The whole system of handling abuse reports was handled totally in-house, within the diocese, designed to shut up and shame survivors and to make sure priests accused of abuse were treated from the outset as totally innocent.


Serbin is also disappointed with the Vatican's response, which came two full days after the damning report from Pennsylvania was released. "Three popes have been involved in overseeing this [scandal] since I started. I really think they are as much responsible as each of the bishops and church leaders in the States," he says. "They knew there were serious problems. They knew children were being harmed for life. They knew families were being torn apart. Some of these child predators were so perverted, and I don't know how any decent human being, not only a member of a religious organization, could look at this other than with disgust.  And this still shocks me to this day. This should never happen again. And these bishops and church leaders, these heads should roll."

And (thanks to Sarasi for sharing this), there's another statement online addressing the U.S. Catholic bishops that invites signatures from those who support it: Statement of Catholic Theologians, Educators, Parishioners, and Lay Leaders On Clergy Sexual Abuse in the United States. An excerpt:

Today, we call on the Catholic Bishops of the United States to prayerfully and genuinely consider submitting to Pope Francis their collective resignation as a public act of repentance and lamentation before God and God’s People. … 
The catastrophic scale and historical magnitude of the abuse makes clear that this is not a case of "a few bad apples" but rather a radical systemic injustice manifested at every level of the Church. Systemic sin cannot be ended through individual goodwill. Its wounds are not healed through statements, internal investigations, or public relations campaigns but rather through collective accountability, transparency, and truth-telling. We are responsible for the house we live in, even if we did not build it ourselves. This is why we call on the U.S. Bishops to offer their resignations collectively, in recognition of the systemic nature of this evil (bold-face in original).

I've had two interesting emails in the past two days from people who follow this blog, from whom I had not ever heard before. Both encourage me to keep blogging and tell me that this blog reaches more people than I may imagine it does. One of these, a fellow Arkansan, tells me he walked away from the church some time ago when he saw there was no intent of church officials seriously, honestly, meaningfully to address the abuse crimes and their criminal cover-up. I'm quoting this private email without disclosing identifying information about the person who sent it to me, because it is private.

This correspondent sent me the statement of the bishop of Little Rock, Bishop Taylor, about the McCarrick story and the Pennsylvania grand jury report. The bishop tells his flock that "we are a Church of sinners and Satan prowls the world seeking the ruin of souls, but more powerful that [sic] evil is the power of the Holy Spirit who continues to guide us in every age."

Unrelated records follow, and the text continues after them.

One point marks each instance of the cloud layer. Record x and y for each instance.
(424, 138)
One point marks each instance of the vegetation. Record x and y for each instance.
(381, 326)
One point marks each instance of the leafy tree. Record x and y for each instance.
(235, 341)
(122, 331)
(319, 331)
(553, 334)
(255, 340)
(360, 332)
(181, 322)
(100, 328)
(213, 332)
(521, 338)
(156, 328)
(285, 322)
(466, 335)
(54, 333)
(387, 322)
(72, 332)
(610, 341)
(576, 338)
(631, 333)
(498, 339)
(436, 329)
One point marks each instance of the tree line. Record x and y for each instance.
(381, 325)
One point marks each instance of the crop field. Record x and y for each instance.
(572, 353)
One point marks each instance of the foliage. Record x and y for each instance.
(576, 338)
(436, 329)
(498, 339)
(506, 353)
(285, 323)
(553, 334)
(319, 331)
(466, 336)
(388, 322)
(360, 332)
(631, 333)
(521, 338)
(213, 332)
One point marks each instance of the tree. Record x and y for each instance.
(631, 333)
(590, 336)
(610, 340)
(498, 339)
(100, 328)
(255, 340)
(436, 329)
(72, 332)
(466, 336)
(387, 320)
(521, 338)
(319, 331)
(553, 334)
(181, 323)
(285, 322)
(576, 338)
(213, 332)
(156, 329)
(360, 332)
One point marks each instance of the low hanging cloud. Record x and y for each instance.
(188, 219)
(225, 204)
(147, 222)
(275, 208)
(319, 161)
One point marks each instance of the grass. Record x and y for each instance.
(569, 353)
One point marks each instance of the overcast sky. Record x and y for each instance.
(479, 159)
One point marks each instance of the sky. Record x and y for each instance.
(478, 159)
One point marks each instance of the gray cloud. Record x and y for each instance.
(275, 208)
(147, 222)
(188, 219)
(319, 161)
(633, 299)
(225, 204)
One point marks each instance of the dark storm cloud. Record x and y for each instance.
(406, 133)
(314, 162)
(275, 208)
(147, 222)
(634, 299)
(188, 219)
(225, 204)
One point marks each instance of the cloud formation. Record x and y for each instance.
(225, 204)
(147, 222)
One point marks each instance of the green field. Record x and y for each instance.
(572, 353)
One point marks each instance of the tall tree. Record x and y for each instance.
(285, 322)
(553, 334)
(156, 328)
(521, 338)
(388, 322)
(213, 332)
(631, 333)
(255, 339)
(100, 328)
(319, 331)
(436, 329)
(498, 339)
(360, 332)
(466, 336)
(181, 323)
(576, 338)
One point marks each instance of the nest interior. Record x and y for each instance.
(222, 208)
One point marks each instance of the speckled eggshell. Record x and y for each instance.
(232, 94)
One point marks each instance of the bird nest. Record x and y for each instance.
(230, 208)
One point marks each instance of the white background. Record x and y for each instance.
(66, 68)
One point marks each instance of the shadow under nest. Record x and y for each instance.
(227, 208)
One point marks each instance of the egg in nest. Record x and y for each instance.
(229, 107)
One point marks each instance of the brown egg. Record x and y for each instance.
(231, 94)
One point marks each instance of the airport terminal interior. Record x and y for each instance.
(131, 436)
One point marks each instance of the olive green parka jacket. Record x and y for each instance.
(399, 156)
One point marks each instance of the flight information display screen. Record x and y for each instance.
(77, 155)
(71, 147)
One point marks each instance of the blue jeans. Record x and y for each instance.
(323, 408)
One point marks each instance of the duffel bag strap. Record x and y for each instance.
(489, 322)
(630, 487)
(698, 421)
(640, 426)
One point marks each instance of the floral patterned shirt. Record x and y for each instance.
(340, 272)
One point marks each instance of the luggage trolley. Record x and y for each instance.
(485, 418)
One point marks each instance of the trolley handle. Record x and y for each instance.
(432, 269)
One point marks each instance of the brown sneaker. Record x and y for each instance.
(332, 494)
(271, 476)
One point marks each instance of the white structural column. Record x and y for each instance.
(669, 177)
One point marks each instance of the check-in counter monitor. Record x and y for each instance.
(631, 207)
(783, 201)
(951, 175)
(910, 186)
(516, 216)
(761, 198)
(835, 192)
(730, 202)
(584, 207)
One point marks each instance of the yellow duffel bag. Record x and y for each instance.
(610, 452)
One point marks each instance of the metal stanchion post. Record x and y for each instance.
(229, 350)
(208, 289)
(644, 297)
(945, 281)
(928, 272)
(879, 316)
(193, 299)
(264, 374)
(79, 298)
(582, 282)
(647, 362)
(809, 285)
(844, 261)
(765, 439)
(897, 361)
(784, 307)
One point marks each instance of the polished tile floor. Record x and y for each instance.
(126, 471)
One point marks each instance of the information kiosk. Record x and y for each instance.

This response to this dark kairotic moment in the church is more than a little defensive and theologically shallow, is it not? Nor is it in any way an effective pastoral response to hurting members of the bishop's flock who have been harmed by church officials. My correspondent tells me:

In light of the grand jury report from Pennsylvania, I was surprised at how angry the bishop's pitiful response made me all over again. Barely a mention of the victims ("prayers" for the ones he bothers to mention at all) and a litany of how difficult it has been for him to hear the latest news, as well as how "unspeakably disheartening" this has been for him.

And I wholeheartedly agree. They do not get it. They do not intend to get it. Such pastoral action as will ever resolve this situation must come from lay Catholics — if there's to be any such action at all.

(Thanks to Sarasi for information about the statements of Father Patrick McCafferty in Belfast.)